Never in the annals of Royal Mail has so much material been delivered to one shop at one time. And, I’m delighted to say, among the packages was a large clock, reminiscen­t of the one which fronted the old Post Office.

The Ness clock, only a few yards away from the site of the old Post Office, will provide yet another timely cog in the regenerati­on of the west end of town.

You’ll have read about Macdonald’s Smoked Produce in Glenuig and the fact Smokin’ Simon has been perfecting a new line – smoked alligator! Well, on Monday, a towrist couple from furth of Scotland came in to the Glenuig Smokery to have a look round. In one of the freezers was, shall we say, ‘half an alligator’.

The visitors gazed at it and asked where it had come from. Quick as a flash, a sales rep who was paying a call to Smokin’ Simon’s premises, replied. ‘Oh, they’re bred around here. Did you not see them in the water close to the shore’? The lady shrieked and ran, yelling at the top of her voice to her children who were playing outside: ‘Martin, Susanne, get back in the car quick. There’s alligators over there’!

We all had a flutter on the Grand National on Saturday. And, on Monday, there were big queues at the payout counters in local betting shops. Notable among the winning punters was Pat Cain, who was waiting his turn to collect at Ladbrokes.

Pat, and a half dozen other successful locals in the queue, chatted away till it was his turn to ‘cain the bookie’.
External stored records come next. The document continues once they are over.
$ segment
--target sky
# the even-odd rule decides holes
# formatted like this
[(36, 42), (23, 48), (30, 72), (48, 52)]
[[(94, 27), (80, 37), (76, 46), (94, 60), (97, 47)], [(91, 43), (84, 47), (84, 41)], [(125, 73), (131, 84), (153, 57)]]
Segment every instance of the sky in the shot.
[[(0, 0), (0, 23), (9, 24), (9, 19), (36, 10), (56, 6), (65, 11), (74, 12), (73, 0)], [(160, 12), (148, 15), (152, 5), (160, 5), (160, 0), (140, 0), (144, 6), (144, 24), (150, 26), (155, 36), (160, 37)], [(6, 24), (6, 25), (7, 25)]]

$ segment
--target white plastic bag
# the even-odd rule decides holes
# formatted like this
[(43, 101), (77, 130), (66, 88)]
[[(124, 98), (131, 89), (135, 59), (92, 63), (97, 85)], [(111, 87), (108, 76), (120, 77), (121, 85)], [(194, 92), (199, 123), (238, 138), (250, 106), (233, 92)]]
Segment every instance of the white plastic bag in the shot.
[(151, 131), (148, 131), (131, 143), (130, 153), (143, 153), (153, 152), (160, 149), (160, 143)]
He handed over his betting slip. One look at it from the other side of the counter was enough for Pat to be told instantly: ‘That’s not ours, Pat, it’s for Parade Racing.’

So poor Pat the punter, who had come all the way along the street during his lunch break from Wynne the Butchers, where he works, had to retrace his steps to Parade Racing – the bookie’s office directly above Wynne’s!

Next day, Paul Kearney was asked to put on a football bet for a pal. The right money was folded into the betting slip so Paul didn’t bother looking at it.

Handed the lot over the counter and was met with the comment: ‘I’m surprised a Celtic fan like you is having a bet on Motherwell to beat them tonight’! Aye, Paul had been an unwitting messenger with a fairly large wager on ’Well. Pity, though, he hadn’t doubled the bet – he’d have had some consolatio­n as Motherwell won!